The flooding is taking a serious toll on farming and business in the area, and the full impact has yet to be seen. Businesses remain under water, and railroads are diverting trains around miles of closed tracks. As Union Pacific has warned, it will take a bite out of earnings.
Deutsche Bank's chief U.S.economist Joseph LaVorgna says the flooding in the Midwest could also impact jobs data, and he is considering a downward revision to his June employment forecast. Thursday's jobless claims could show some clues about the potential impact, he says.
We know meat producers are already under pressure from high grain prices, and the flood is making that worse.
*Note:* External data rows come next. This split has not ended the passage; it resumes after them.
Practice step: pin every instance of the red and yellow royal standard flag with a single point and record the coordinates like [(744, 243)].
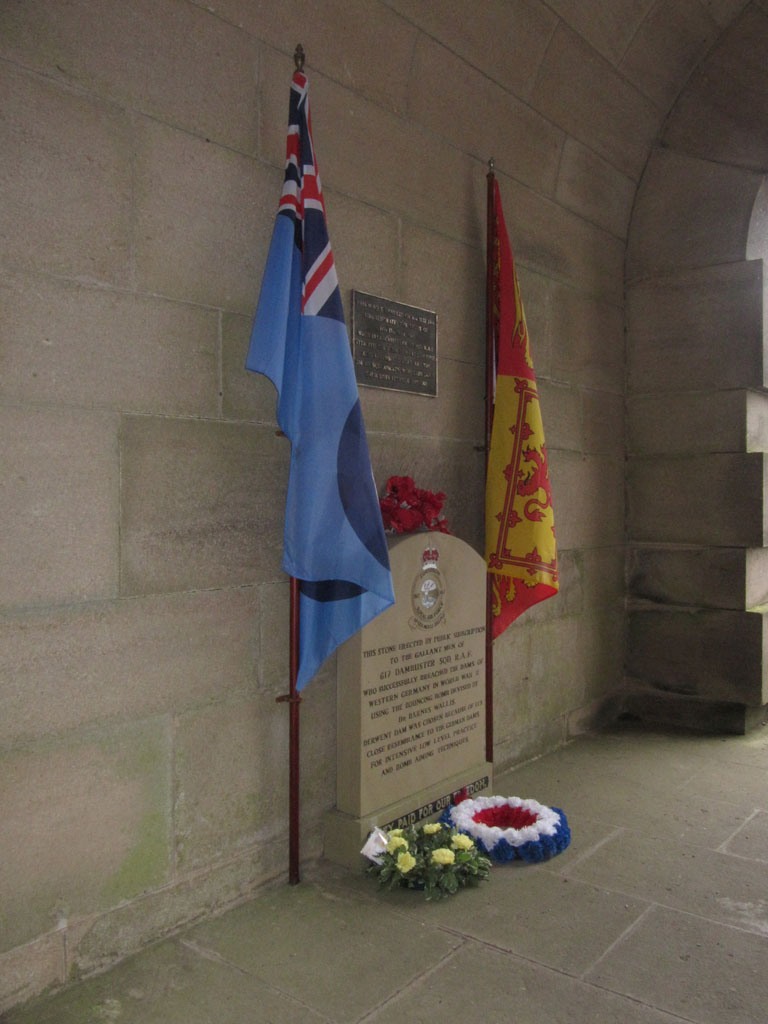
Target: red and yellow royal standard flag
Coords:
[(520, 547)]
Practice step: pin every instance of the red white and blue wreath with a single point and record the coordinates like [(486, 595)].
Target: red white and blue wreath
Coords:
[(510, 828)]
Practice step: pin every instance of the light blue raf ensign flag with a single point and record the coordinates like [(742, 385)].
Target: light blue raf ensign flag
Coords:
[(334, 536)]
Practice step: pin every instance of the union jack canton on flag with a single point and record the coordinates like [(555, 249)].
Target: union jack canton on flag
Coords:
[(334, 540)]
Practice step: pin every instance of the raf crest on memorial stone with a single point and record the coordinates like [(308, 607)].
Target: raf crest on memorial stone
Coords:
[(428, 592)]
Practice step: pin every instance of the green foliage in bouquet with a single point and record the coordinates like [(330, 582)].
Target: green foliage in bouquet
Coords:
[(433, 857)]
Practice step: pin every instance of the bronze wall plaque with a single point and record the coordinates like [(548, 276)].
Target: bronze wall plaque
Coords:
[(394, 346)]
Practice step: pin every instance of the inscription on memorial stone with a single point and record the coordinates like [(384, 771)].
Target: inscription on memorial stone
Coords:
[(394, 346), (412, 688)]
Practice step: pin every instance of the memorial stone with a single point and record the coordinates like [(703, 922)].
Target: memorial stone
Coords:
[(412, 696)]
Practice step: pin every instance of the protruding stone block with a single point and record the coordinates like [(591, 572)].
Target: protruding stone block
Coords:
[(689, 213), (705, 578), (726, 492), (708, 653), (697, 330)]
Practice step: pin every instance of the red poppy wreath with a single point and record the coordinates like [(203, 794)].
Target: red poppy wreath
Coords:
[(510, 828)]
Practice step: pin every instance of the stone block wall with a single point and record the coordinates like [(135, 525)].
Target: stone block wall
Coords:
[(142, 607), (696, 510)]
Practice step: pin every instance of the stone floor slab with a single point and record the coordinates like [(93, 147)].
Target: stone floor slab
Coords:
[(330, 951), (170, 984), (701, 971), (478, 983), (719, 888)]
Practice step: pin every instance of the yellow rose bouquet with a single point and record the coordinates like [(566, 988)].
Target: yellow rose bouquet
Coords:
[(433, 857)]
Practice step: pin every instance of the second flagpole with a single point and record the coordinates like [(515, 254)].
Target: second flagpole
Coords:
[(491, 349)]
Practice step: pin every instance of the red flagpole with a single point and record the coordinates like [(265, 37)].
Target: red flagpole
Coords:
[(491, 345), (294, 701)]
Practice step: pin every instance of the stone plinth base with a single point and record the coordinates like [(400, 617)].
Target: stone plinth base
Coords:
[(345, 835)]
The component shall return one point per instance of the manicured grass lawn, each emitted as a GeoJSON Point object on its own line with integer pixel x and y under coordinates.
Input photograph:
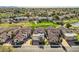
{"type": "Point", "coordinates": [77, 37]}
{"type": "Point", "coordinates": [71, 21]}
{"type": "Point", "coordinates": [30, 24]}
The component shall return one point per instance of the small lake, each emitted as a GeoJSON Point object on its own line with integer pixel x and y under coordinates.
{"type": "Point", "coordinates": [75, 24]}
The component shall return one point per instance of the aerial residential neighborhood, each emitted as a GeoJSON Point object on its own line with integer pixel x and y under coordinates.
{"type": "Point", "coordinates": [39, 29]}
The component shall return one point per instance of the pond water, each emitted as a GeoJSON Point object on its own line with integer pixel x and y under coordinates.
{"type": "Point", "coordinates": [75, 24]}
Tyson Foods shares fell sharply Thursday after Fitch cut its debt rating to junk. Fitch said higher-than-expected grain costs and the length of time required to pass through those higher prices is cutting into profitability in the company's chicken business.
I wanted to learn more about this situation because it will no doubt hit the consumer hard. I spoke with friend and former colleague Janie Gabbett, who is the executive editor of meatingplace.com, a trade publisher for meat producers.
She pointed out that the meat processors were petitioning the EPA Thursday in an effort to get them to waive the ethanol mandate. They contend the required supply of corn for ethanol is competing with corn needed for livestock.
"The meat industry was already upset about the ethanol mandate. The need for corn for ethanol had already boosted corn prices. Now with the corn crop really under pressure, they are looking for anything to relieve escalating prices," she said.
"The USDA estimates 4 billion bushels would go to ethanol. They estimated the U.S. corn crop would be about 11.7 billion bushels, and this was before the impact of this week's flooding," she said. She noted that Farm Futures magazine is now estimating up to 3.3 million acres of farm land could be flooded.
I asked Gabbett how much meat prices are expected to rise, and she said the answer is complicated. Cattle can be fed things other than corn, but American consumers prefer the taste of corn-fed livestock.
"Consumers themselves will dictate retail beef prices to some degree. If consumers turn up their noses at expensive beef in the the grocery store meat case and choose cheaper chicken and pork instead, then there will be a limit to how far retail beef prices can rise," she notes.
"That said, over time, if ranchers and processors can't make money, they'll raise and slaughter fewer cattle. Cattle futures hit a 22-week high this week on precisely these concerns," said Gabbett.